Ryan Reynolds hears The Voices -- from his cat and dog -- in this weird horror-comedy hybrid also with Anna Kendrick. Read our review!
I’m still not sure what to make of The Voices, an oddity starring Ryan Reynolds and directed by Marjane Satrapi, the Iranian graphic novelist turned director after the animated Persepolis and live-action Chicken with Plums. I’m not certain what she and screenwriter Michael R. Perry were going for with this tale, which veers all over the map between comedy, romance, satire, and quite gruesome horror with varying degrees of success and failure. Reynolds gives an admittedly brave performance but the movie’s hard tonal shifts create a feeling that no one has a firm grasp on what kind of movie they’re making, least of all Satrapi.
Reynolds stars as Jerry, a man who lives in the pastel-infected suburban town of Milton and works in its toilet and tub factory before spends his time at home with his dog and cat. He also visits his psychiatrist (Jackie Weaver) and it’s from these meetings – where she admonishes him to take his meds -- that we glean Jerry may have a troubled past. Otherwise, he seems like a nice but socially awkward man who enjoys his job, has a crush on the self-described “office hottie” (Gemma Arterton) who shuns him completely, and barely pays attention to the perky girl from accounting (Anna Kendrick) who has eyes for him.
The problem is that when Jerry talks to his pets, they talk back, and it soon becomes apparent that the dog and cat represent the better and darker angels of Jerry’s fractured mind, respectively. It’s their voices that Jerry is supposed to shut out by taking his medication, with the cat nudging him toward homicidal behavior. Yes, Jerry is a serial killer, although all his murders seem to be the result of “accidents” that he has no way of controlling; at least that's how he sees it. From flashbacks, we learn the roots of his disorder and they are as heartbreaking – if somewhat shallow -- as one might expect.
Reynolds is Satrapi’s secret weapon here: he’s terrific and eminently watchable as Jerry, whose discomfiture yet seemingly genuine naivete goes a long way toward making us sympathize with the fact that he is one severely screwed up human being. Kendrick is also quite touching as a recent divorcee who’s simply looking for love and companionship and gets more than she could have ever bargained for. Arterton and the rest of the cast are given less to work with, and consequently don’t leave much of a lasting impression except when parts of some of them end up in Jerry’s fridge as remains that he also holds light-hearted conversations with.
One of the best and most disturbing scenes in the movie comes when Jerry does manage to take his meds once – and sees himself and his living conditions for what they really are (not taking the meds allows his disturbed brain to see the world as he presumably wants to see it). A similar scene later on, when one of Jerry’s victims enters his house, is equally unnerving – also because we know the subsequent, sad confrontation between the person and a sincerely apologetic Jerry won’t end well at all.

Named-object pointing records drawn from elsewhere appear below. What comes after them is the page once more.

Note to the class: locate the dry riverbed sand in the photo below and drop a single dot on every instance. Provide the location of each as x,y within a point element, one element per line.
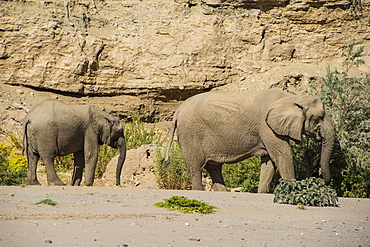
<point>101,216</point>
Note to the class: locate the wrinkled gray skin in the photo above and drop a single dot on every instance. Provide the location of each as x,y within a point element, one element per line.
<point>227,127</point>
<point>53,128</point>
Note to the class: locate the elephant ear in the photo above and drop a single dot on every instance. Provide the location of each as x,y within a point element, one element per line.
<point>286,117</point>
<point>102,126</point>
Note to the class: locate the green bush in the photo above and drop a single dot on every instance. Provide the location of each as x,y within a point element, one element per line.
<point>175,175</point>
<point>307,192</point>
<point>348,102</point>
<point>185,205</point>
<point>347,99</point>
<point>13,165</point>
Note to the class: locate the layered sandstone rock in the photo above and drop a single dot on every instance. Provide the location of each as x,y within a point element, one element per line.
<point>161,51</point>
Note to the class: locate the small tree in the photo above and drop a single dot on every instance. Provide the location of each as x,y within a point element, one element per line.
<point>348,101</point>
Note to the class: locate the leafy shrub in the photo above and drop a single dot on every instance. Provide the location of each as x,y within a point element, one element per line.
<point>305,192</point>
<point>348,102</point>
<point>347,99</point>
<point>175,175</point>
<point>244,174</point>
<point>185,205</point>
<point>13,165</point>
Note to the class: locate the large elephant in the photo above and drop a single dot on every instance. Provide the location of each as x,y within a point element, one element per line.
<point>227,127</point>
<point>53,128</point>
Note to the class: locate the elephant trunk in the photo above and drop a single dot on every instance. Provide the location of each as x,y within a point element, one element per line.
<point>122,156</point>
<point>327,133</point>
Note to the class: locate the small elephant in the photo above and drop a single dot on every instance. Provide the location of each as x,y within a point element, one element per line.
<point>53,128</point>
<point>227,127</point>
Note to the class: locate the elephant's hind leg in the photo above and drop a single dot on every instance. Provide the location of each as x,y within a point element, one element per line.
<point>32,165</point>
<point>215,170</point>
<point>51,174</point>
<point>79,163</point>
<point>266,175</point>
<point>195,169</point>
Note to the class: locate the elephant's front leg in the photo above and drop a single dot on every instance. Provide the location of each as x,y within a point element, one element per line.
<point>51,174</point>
<point>215,170</point>
<point>266,175</point>
<point>32,167</point>
<point>79,164</point>
<point>91,157</point>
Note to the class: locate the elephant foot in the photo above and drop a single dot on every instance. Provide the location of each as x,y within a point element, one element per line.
<point>219,187</point>
<point>33,182</point>
<point>56,183</point>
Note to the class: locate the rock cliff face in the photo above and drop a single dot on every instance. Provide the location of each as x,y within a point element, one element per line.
<point>164,50</point>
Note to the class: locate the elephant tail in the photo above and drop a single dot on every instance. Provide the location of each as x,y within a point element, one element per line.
<point>166,160</point>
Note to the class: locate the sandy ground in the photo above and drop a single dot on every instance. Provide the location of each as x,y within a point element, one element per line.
<point>98,216</point>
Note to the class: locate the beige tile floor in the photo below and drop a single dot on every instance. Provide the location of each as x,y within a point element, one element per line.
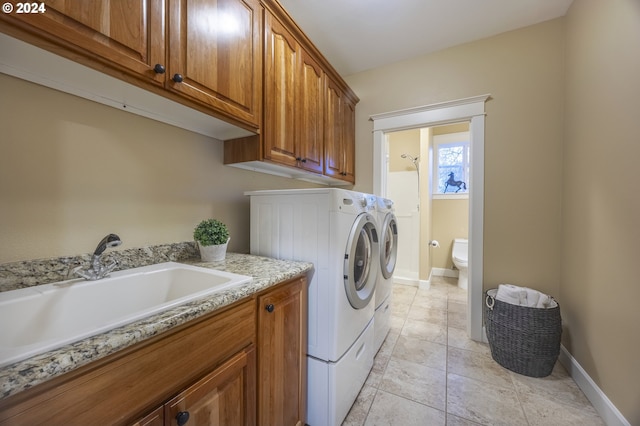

It’s these horror sequences that are the strongest in The Voices, although their impact is lessened considerably by the jokier, jauntier scenes that surround them.
Half of the movie is a grim portrait of a man suffering from horrific impulses and their aftermath while the rest of it is either superficially cheeky or satiric (it even has a musical number at the end, which apparently is now a requirement if Anna Kendrick is in the cast). It’s as if Satrapi had her own talking animals curled up on either side of her director’s chair, one urging her to goof off with the material and the other chastising her to take it more seriously. I know which movie I would prefer to see, and I wish that voice had won the argument instead of splitting the difference.
The Voices is out in theaters and on VOD Friday (Feb. 6).